- Born: Daniel Raymond Postgate 5 February 1964 Whitstable, Kent, England
- Died: 27 June 2025 (aged 61) Whitstable, Kent, England
- Occupations: scriptwriter, illustrator, author
- Partner: Rochelle Bloom
- Children: 2
- Parent(s): Oliver Postgate Prudence Myers
- Relatives: Raymond Postgate (grandfather) George Lansbury (great grandfather) Angela Lansbury (cousin)
- Family: Postgate family

= Daniel Postgate =

English script writer, author and illustrator (1964–2025)

Daniel Raymond Postgate (5 February 1964 – 27 June 2025) was an English scriptwriter, author and illustrator. Some of his books include Smelly Bill, Engelbert Sneem and His Dream Vacuum Machine, and Big Mum Plum. In 2014, he collaborated with his father Oliver Postgate’s business partner and other founder of Smallfilms, Peter Firmin, on the production of a new series of The Clangers, with Daniel Postgate writing many of the episodes and voicing the Iron Chicken, The Soup Dragon, and her son, Baby Soup Dragon.

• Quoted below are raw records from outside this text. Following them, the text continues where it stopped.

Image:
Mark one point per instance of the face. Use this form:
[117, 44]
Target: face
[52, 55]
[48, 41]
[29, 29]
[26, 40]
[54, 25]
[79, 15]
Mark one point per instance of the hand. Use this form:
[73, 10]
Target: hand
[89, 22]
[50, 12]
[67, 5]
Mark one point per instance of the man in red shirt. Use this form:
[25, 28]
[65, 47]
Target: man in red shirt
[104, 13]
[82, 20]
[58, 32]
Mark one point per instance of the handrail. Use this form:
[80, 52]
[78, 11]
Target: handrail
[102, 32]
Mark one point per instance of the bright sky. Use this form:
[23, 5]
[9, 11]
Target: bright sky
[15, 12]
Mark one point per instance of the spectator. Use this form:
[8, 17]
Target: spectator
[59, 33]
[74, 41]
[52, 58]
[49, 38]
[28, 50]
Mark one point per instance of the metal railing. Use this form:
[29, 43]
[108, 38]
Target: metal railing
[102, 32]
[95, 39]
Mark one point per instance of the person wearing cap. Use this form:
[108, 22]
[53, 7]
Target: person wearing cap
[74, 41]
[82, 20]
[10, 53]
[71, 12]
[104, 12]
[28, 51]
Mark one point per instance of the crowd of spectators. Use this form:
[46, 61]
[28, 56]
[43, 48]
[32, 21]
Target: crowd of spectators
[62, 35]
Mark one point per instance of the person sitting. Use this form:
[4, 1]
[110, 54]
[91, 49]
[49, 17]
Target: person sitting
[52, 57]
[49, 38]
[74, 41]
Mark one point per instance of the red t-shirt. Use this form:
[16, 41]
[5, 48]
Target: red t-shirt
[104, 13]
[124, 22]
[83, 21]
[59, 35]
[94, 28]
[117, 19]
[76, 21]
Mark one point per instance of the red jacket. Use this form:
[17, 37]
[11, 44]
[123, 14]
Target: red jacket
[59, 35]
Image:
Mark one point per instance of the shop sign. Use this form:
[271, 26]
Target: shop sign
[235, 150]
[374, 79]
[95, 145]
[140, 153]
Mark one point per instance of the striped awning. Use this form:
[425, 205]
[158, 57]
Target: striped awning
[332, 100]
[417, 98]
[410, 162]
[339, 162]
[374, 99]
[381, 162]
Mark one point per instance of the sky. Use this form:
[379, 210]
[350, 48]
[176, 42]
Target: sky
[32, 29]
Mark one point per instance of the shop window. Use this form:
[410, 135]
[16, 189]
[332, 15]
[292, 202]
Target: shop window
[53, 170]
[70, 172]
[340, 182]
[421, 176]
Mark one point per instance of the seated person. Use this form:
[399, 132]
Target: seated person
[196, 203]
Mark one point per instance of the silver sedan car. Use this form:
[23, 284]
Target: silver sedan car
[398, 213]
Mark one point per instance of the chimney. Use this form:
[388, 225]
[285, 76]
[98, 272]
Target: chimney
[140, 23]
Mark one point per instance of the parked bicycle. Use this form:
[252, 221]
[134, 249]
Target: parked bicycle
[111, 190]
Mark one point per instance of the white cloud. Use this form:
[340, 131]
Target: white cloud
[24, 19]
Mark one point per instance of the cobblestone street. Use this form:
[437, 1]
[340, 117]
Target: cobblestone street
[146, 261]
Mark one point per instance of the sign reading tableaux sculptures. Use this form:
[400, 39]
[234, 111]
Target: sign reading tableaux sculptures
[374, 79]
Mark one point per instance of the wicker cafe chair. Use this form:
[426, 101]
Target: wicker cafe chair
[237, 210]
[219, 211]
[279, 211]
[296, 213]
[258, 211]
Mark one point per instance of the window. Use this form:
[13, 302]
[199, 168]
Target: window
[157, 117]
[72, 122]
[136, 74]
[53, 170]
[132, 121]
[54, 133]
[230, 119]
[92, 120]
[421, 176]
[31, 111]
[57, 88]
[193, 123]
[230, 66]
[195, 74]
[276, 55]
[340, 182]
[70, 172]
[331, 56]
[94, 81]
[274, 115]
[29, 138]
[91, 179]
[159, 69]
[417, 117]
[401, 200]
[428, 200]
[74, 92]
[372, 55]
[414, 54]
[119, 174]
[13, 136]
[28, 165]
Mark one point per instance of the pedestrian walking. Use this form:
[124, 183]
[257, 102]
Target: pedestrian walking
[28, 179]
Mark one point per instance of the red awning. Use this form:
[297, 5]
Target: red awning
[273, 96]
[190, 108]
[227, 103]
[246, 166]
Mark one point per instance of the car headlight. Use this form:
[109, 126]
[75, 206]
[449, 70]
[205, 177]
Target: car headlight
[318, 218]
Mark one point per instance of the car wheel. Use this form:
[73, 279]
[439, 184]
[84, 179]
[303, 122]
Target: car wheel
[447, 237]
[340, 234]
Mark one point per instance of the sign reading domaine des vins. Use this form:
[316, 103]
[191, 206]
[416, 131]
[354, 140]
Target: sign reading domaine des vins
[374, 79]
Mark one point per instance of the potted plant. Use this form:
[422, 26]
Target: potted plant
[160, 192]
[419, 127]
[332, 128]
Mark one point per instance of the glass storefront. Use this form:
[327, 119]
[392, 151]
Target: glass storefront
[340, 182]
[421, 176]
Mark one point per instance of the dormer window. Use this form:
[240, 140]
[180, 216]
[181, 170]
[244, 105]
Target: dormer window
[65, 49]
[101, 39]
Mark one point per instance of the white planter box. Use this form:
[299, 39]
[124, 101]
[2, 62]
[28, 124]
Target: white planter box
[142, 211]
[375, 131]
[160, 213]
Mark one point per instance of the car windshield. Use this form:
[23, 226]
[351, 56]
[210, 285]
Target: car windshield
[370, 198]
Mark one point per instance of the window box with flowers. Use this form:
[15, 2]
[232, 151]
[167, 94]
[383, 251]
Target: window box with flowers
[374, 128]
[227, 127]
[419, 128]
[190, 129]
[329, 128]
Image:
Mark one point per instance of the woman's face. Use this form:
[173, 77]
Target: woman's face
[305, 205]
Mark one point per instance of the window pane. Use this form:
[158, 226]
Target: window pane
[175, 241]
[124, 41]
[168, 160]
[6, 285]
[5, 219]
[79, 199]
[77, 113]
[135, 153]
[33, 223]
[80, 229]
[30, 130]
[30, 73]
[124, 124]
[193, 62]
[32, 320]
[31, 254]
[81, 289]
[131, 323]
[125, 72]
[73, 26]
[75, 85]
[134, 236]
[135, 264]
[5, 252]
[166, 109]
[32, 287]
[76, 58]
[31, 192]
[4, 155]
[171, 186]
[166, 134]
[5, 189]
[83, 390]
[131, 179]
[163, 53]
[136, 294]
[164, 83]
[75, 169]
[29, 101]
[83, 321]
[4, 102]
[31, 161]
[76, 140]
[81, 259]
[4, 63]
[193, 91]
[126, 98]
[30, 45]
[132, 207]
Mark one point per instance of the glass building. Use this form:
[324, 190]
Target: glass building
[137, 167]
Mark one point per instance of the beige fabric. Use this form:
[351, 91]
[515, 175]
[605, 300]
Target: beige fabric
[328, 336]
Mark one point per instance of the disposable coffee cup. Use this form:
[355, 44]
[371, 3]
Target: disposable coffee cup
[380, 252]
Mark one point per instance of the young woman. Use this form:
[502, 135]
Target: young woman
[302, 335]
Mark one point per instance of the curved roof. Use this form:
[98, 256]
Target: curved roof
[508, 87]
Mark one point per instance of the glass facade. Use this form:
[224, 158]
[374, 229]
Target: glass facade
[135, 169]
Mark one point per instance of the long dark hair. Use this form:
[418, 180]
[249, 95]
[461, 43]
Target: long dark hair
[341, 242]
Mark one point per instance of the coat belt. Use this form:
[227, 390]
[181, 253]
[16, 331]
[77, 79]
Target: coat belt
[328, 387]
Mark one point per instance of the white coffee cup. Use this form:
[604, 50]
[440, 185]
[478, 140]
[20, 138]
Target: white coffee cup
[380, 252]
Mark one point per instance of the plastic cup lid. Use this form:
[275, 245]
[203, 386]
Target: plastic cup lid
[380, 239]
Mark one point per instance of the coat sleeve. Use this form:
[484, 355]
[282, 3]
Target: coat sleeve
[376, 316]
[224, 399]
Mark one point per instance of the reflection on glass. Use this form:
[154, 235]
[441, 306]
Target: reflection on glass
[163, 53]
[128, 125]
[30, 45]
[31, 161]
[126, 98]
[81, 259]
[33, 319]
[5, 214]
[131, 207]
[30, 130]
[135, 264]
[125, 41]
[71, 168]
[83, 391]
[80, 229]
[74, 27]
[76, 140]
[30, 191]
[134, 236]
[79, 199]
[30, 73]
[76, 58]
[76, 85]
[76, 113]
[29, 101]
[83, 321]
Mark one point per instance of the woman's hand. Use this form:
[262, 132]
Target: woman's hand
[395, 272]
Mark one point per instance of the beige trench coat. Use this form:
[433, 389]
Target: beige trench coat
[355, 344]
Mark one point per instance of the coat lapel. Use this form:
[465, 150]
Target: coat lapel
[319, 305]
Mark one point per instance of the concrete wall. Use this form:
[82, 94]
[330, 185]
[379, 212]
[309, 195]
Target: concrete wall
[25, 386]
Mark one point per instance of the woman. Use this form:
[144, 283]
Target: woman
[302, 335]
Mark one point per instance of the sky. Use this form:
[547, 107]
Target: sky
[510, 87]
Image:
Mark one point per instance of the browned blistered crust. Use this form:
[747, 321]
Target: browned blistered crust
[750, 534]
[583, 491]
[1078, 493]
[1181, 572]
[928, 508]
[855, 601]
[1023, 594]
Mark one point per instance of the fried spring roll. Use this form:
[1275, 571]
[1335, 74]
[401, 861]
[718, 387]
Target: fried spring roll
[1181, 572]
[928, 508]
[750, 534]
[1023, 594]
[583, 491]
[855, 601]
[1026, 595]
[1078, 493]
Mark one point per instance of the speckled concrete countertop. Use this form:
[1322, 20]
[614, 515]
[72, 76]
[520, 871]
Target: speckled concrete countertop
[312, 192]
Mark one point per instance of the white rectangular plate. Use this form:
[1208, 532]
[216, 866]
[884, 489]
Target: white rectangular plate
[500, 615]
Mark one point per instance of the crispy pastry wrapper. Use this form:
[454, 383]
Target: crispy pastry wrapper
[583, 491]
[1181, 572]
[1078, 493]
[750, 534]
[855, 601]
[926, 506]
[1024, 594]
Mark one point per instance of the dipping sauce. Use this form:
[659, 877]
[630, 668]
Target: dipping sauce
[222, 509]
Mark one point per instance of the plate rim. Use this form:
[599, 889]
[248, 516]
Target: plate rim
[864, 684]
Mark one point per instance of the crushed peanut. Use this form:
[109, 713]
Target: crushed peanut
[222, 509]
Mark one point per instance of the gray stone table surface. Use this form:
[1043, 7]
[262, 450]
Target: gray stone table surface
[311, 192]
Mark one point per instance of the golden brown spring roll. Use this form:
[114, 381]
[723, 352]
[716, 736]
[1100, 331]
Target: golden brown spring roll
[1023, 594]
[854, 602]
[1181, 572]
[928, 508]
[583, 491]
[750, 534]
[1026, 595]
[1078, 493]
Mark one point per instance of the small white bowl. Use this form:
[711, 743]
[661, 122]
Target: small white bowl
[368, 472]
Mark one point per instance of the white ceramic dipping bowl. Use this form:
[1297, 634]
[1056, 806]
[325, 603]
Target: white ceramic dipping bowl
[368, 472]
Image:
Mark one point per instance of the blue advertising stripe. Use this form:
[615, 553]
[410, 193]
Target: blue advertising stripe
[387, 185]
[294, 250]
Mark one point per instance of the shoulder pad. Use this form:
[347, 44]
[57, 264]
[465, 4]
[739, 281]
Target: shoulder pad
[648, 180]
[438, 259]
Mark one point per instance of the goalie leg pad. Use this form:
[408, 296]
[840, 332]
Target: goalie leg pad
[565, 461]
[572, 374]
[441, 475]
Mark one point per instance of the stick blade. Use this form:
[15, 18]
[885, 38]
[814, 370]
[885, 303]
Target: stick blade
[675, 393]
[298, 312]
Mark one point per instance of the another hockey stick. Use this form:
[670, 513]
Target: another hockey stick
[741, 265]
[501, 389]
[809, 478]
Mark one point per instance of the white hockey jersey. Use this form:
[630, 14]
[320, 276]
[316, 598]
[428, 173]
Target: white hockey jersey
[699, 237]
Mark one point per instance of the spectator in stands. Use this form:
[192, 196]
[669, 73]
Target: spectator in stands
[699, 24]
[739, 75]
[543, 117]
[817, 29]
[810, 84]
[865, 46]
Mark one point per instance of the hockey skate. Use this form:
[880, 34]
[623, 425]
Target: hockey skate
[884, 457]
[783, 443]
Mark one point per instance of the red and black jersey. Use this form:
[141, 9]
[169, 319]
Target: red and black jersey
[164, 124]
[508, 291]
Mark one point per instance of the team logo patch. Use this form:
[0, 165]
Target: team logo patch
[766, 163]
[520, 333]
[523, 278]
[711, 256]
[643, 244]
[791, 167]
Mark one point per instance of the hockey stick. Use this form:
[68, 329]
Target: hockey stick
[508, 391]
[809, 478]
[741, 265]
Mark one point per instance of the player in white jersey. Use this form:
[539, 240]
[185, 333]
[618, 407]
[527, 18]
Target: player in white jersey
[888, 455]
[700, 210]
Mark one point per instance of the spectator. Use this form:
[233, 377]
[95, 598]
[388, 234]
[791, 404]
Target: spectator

He won a Bafta for his episode 'I am the Eggbot'.

After the death of his father in 2008, Postgate inherited Smallfilms, the company set up by Postgate and Firmin. Smallfilms is a company that has made Pingwings, Pogles' Wood, Noggin the Nog, Ivor the Engine, Clangers and Bagpuss, and was shown on the BBC between 1950s and 1980s, and on ITV from 1959 to the present day.

==Early life==
Postgate was born in Whitstable Hospital on 5 February 1964, the youngest son of Oliver Postgate and Prudence Myers, nee Briton. Postgate grew up in Blean, a village just outside Whitstable, and lived in a large house which was once a pub. He attended the Canterbury Technical College.

==Career==
After moving to London, Postgate regularly contributed his cartoons to The Sunday Times newspaper. In 1993, he wrote and illustrated his first picture book, Kevin Saves the World. Postgate subsequently wrote and illustrated many children's books (including Big Mum Plum, Hairy Toe, Smelly Bill, Wild West Willy) and was a main writer for the 2015 CBeebies revival of Clangers, which won a Bafta in 2015 for Postgate's script and he was nominated again the following year for best writer. Postgate said his influences as an illustrator included "Quentin Blake, Tony Ross, Maurice Sendak, Don Martin, Sempe and Dr. Seuss".

==Personal life and death==
Postgate worked as a chef, a painter of horses and sea scenes on old wooden boxes, a freelance cartoonist and a picture book illustrator. He had two children, a son and a daughter.

He took his own life in Whitstable on 27 June 2025 at the age of 61, the day after receiving a letter from the NHS about a cancer diagnosis. He had previously been treated for aplastic anaemia, and in 2024 was diagnosed with myelodysplastic syndrome.